4. Home care instructions. The Hygienists will review the steps of implant care with you. Our view is that implants need to be maintained aggressively: Daily flossing is essential along with twice daily brushing. (Electric or sonic toothbrushes are OK only a week or two after the implant is restored.)

5. Documentation. The Hygienist will help to ensure that even the slightest symptoms can be identified to minimize potential future problems and that these can be brought to your Dentist’s attention.

In addition, regular 6-montly check-ups with your dentist will assess and monitor gum attachment and underlying bone support for your Implants as well as monitor the health of the rest of your mouth.

Frequently Asked Questions

What must I remember for taking care of my Implants?

Basically: care for implant-supported crowns or bridges in exactly the same way as your natural teeth. This means thorough brushing twice a day and cleaning the spaces between your teeth once a day. An extremely important point for implants is the keep the emergence positions of the implants from the gum clean. It is best to clean these areas in the evening with a fine interdental brush.

How can I care for removable dentures?

If you wear a denture on your implants, you should not only clean the denture but also the attachment components emerging from the gum twice a day with the toothbrush.
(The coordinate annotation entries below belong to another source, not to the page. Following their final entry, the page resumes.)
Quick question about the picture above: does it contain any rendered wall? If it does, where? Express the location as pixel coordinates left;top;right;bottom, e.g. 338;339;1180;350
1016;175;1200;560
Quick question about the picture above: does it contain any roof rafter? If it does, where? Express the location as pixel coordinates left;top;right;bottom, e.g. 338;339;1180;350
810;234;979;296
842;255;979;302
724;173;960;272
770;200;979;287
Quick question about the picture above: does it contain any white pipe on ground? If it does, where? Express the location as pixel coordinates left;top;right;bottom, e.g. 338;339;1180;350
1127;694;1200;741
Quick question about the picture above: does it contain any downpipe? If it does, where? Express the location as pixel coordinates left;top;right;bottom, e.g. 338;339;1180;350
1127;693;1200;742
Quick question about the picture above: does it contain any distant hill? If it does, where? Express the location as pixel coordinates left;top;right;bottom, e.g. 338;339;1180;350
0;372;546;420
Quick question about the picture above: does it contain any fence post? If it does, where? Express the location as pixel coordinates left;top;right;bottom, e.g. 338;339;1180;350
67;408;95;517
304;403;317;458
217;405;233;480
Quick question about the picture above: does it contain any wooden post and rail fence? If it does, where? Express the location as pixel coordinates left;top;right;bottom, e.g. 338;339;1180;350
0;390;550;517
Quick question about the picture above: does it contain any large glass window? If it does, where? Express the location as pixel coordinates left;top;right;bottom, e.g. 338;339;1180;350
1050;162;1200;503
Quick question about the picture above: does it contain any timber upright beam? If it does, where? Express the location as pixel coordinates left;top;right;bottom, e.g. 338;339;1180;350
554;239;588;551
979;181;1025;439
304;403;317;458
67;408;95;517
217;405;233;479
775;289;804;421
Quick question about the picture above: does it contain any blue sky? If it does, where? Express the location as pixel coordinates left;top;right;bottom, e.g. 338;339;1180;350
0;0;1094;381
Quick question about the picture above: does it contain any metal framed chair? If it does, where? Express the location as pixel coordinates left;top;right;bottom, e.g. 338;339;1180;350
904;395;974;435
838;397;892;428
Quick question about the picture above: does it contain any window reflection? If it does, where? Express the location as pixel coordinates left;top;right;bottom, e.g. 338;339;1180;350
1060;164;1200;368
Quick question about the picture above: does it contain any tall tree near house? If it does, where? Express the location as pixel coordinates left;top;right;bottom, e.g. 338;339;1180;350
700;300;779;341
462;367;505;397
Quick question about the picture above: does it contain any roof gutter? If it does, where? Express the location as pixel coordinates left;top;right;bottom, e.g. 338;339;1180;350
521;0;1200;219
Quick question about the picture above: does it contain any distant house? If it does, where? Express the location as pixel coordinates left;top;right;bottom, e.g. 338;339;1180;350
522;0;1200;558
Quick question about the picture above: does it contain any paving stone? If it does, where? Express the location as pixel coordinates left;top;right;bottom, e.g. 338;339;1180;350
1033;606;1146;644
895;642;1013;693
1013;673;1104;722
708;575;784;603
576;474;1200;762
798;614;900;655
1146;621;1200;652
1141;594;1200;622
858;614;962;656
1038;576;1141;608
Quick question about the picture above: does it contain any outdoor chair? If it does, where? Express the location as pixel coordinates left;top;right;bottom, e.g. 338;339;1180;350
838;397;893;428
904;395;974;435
And this is important: clean all around the connection to the jaw with a fine interdental brush.

Why is it so important to keep these emergence areas clean?

Bacteria in food residue and plaque can penetrate the gum and bone particularly easily at these points. This causes inflammation, which in the worst case may cause implant loss.
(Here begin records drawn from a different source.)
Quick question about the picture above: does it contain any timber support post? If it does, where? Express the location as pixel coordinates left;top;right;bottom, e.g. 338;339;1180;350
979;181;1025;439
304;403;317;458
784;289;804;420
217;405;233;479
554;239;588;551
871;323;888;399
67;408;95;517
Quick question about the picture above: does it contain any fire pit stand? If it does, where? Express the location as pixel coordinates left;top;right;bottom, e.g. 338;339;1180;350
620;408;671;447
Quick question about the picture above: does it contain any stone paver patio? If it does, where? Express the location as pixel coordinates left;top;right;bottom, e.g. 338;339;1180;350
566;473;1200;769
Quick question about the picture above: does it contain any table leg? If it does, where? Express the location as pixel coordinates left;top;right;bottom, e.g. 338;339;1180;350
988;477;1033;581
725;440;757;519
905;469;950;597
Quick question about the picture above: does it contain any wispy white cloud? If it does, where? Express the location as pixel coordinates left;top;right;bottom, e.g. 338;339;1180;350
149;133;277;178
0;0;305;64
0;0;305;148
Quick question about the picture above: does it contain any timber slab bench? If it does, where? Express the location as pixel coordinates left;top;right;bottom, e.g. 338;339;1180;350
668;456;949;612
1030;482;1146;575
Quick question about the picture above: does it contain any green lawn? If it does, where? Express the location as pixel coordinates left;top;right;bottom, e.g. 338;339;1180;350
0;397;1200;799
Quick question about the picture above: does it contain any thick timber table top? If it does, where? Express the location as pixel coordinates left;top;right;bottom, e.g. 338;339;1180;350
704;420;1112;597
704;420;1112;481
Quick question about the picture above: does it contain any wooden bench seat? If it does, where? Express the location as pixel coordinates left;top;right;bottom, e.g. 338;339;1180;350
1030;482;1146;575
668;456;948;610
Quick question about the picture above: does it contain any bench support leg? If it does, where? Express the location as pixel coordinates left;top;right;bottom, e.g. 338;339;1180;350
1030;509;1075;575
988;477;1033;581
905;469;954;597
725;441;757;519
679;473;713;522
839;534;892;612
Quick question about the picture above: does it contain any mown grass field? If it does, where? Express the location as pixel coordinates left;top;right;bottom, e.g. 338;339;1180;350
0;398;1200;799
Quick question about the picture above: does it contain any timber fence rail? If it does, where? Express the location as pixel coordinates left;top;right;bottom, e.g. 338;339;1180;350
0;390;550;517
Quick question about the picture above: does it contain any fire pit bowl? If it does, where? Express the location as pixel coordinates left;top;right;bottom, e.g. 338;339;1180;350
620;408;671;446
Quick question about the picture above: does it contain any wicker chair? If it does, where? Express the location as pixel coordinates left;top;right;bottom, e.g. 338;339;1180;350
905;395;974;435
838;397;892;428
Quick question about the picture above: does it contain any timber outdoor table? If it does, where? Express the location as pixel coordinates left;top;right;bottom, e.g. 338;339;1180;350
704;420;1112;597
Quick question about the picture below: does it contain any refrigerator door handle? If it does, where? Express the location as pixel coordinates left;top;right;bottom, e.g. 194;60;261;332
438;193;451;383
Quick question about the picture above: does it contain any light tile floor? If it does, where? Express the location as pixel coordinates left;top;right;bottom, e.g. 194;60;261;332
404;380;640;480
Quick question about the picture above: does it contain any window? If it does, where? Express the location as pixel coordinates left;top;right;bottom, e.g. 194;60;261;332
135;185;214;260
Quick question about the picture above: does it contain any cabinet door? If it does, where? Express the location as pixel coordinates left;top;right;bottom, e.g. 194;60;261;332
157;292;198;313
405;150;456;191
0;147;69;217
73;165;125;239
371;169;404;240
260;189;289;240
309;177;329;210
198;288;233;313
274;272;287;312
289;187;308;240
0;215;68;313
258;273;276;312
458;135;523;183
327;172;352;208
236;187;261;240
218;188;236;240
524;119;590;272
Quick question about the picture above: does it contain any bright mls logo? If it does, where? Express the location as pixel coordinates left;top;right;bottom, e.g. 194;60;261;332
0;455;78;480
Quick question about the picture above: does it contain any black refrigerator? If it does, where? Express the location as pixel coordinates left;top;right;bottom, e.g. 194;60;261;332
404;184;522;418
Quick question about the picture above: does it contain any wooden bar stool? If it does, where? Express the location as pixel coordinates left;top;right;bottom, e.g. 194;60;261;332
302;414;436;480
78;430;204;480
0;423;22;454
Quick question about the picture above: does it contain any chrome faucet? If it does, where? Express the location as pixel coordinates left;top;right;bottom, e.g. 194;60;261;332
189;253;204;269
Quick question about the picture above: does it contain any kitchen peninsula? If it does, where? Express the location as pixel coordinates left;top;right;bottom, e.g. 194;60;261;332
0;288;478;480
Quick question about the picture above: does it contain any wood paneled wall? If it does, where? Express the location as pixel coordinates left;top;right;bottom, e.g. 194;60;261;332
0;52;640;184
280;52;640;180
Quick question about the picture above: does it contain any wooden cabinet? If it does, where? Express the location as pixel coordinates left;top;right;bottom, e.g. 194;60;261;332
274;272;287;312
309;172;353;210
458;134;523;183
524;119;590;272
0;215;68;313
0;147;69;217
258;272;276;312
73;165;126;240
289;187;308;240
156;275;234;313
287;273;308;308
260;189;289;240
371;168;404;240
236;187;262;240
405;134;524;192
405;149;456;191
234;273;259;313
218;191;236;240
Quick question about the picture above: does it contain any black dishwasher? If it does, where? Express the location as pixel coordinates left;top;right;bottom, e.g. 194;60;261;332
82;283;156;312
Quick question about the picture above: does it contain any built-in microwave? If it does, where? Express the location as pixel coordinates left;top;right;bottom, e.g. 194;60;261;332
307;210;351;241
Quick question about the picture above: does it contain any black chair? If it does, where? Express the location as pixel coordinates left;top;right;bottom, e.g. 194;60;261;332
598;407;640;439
Can I also clean the emergence points with dental floss?

You can certainly do that. However, if you pull the dental floss quickly back and forth there is a danger that you might injure the gum. Interdental brushes are gentler, safer and more efficient. The Hygienist can show you how to use the small brushes correctly.

What is the purpose of a Hygienist clean?
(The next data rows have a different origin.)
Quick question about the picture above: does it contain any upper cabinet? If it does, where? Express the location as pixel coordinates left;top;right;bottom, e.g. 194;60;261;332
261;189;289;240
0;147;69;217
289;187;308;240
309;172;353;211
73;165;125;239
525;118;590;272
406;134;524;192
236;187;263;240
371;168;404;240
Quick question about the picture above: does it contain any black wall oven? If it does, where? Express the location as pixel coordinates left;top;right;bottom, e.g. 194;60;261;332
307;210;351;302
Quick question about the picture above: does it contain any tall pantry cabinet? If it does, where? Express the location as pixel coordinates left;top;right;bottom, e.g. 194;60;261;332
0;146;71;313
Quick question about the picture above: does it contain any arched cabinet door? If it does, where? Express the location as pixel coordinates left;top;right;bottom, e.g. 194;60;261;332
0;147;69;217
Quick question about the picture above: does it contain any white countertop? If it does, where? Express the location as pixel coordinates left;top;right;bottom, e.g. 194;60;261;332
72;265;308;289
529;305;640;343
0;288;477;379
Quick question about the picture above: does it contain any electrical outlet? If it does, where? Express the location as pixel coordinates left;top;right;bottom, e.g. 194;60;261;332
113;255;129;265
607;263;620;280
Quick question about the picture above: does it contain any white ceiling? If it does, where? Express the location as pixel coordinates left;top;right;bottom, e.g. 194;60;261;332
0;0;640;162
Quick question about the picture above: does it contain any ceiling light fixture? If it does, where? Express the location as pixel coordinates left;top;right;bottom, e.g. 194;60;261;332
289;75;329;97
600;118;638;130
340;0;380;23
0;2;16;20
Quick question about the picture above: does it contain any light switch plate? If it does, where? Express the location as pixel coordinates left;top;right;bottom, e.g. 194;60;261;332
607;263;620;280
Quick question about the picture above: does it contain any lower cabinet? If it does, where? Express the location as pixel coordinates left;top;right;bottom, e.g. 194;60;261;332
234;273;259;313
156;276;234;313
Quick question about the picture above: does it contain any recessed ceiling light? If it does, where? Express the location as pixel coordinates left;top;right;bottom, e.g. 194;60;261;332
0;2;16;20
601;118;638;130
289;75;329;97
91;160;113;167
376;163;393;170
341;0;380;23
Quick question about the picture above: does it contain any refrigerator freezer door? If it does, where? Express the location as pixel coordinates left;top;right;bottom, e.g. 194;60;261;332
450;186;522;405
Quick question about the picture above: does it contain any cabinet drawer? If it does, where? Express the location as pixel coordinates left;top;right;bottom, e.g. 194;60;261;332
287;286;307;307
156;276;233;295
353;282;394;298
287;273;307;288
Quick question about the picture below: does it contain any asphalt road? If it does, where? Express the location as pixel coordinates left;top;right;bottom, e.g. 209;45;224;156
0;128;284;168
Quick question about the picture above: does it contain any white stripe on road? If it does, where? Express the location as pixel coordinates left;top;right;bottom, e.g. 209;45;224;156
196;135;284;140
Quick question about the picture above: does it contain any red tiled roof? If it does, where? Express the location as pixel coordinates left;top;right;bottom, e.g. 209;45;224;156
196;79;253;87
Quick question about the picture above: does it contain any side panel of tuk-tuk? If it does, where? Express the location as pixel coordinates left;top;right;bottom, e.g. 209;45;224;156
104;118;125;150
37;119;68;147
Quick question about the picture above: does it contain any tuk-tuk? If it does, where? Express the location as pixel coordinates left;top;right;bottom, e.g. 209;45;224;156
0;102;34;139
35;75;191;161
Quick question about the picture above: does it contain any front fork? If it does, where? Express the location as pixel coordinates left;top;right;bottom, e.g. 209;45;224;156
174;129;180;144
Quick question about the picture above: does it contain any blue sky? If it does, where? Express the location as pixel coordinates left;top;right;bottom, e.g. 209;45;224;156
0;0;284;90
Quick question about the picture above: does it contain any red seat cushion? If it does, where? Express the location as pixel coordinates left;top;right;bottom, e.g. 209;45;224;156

When you have your teeth professionally cleaned, specially trained Hygienists remove hidden and hard dental plaque that you cannot remove with your toothbrush or interdental brush. They also thoroughly polish the surfaces of your teeth to make it more difficult for plaque deposits to form.

What toothbrush is right for me?

After healing is complete it is best to use a medium soft toothbrush with rounded and bundled bristles. Hard or low quality toothbrushes, particularly when pressed hard on the teeth, may cause the gum around the implants – and also around the natural cervix of the tooth – to retract. It is best to ask your Dentist/Hygienist to recommend the right toothbrush and the right brushing technique.

Can I use an electric toothbrush?

Electric toothbrushes are no better or worse than a normal toothbrush. If you are used to an electric toothbrush and can use it correctly, there is no reason why you should not use it for your implant-supported teeth.

Do you recommend a dental water jet?

There are different opinions about this. On one hand a dental water jet has a good cleaning effect; on the other hand if the water jet is too powerful it may injure the gum and actually push bacteria under the gum. If you have not previously used a dental water jet, you should not really start using one with implants.

Can I use Whitening Toothpaste with implants?

If you frequently use toothpaste with large abrasive particles it may roughen the surface of your new crowns, which will make it easier for plaque to form. In addition, abraded surfaces will discolor faster. You should select a standard toothpaste without a whitening effect for daily use.

Is mouthwash suitable?

Mouthwash is good for rinsing your mouth after snacks or for refreshing your mouth during the day. Some products may also help with inflammation. But be careful about self-medication: if you have gum problems for several days in succession or if your gum bleeds when you brush your teeth, you should make an appointment with your dentist.